BookmarkSubscribeRSS Feed
🔒 This topic is solved and locked. Need further help from the community? Please sign in and ask a new question.
lpy0521
Fluorite | Level 6

Hello, community.

I am fairly new to SAS programming and get stuck on this:

Suppose I have two string combos as: combo1(word1 word2 word3 ) combo2(word2, word3, word4), how can I output:

the union of these two combos as: (word1, word2, word3, word4)

the intersection of these two combos as: (word2, word3)

 

Any comment is highly appreciated!!!

1 ACCEPTED SOLUTION

Accepted Solutions
Ksharp
Super User
data have;

var1="word1 word2 word3 word4";
var2="word4 word3                  ";
output;

var2="word1 word2 word3 word4";
var1="word5 word6";
output;

var1="word1 word2 word3 word4";
var2="word1 word3";
output;

run;

data want;
 set have;
 length intersect union $ 200;
 array x{99} $ 32;
 n=0; 
 do i=1 to countw(var1,' ');
  temp=scan(var1,i,' ');
  if temp not in x then do;n+1;x{n}=temp;end;
 end;
 do i=1 to countw(var2,' ');
  temp=scan(var2,i,' ');
  if temp not in x then do;n+1;x{n}=temp;end;
   else intersect=catx(' ',intersect,temp);
 end;
 union=catx(' ',of x{*});
drop x: n i temp;
 run;

View solution in original post

9 REPLIES 9
Reeza
Super User

Best best is to separate the strings into the individual components and then use proc sort to remove duplicates. 

Depending on if you know the length of the string and it's fixed or dynamic there may be other approaches. 

 


@lpy0521 wrote:

Hello, community.

I am fairly new to SAS programming and get stuck on this:

Suppose I have two string combos as: combo1(word1 word2 word3 ) combo2(word2, word3, word4), how can I output:

the union of these two combos as: (word1, word2, word3, word4)
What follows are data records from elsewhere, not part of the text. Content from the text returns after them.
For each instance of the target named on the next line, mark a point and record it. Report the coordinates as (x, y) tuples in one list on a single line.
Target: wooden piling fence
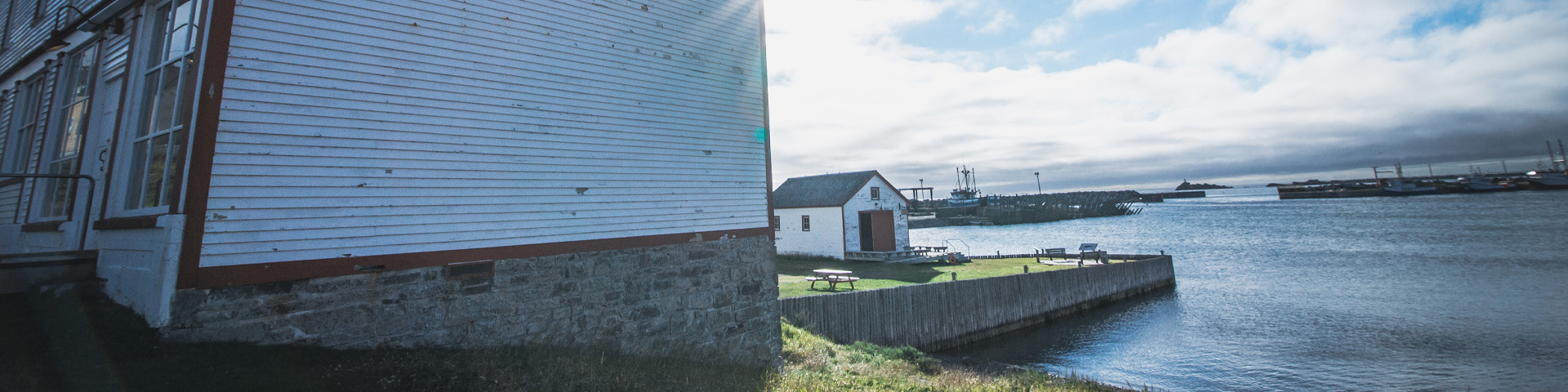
[(947, 314)]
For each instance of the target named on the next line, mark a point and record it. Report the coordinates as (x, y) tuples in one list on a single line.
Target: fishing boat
[(1405, 189), (964, 194), (1547, 180), (1481, 184), (1554, 179), (1399, 187)]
the intersection of these two combos as: (word2, word3)

 

Any comment is highly appreciated!!!


 

lpy0521
Fluorite | Level 6

@Reeza wrote:

Best best is to separate the strings into the individual components and then use proc sort to remove duplicates. 

Depending on if you know the length of the string and it's fixed or dynamic there may be other approaches. 

 


@lpy0521 wrote:

Hello, community.

I am fairly new to SAS programming and get stuck on this:

Suppose I have two string combos as: combo1(word1 word2 word3 ) combo2(word2, word3, word4), how can I output:

the union of these two combos as: (word1, word2, word3, word4)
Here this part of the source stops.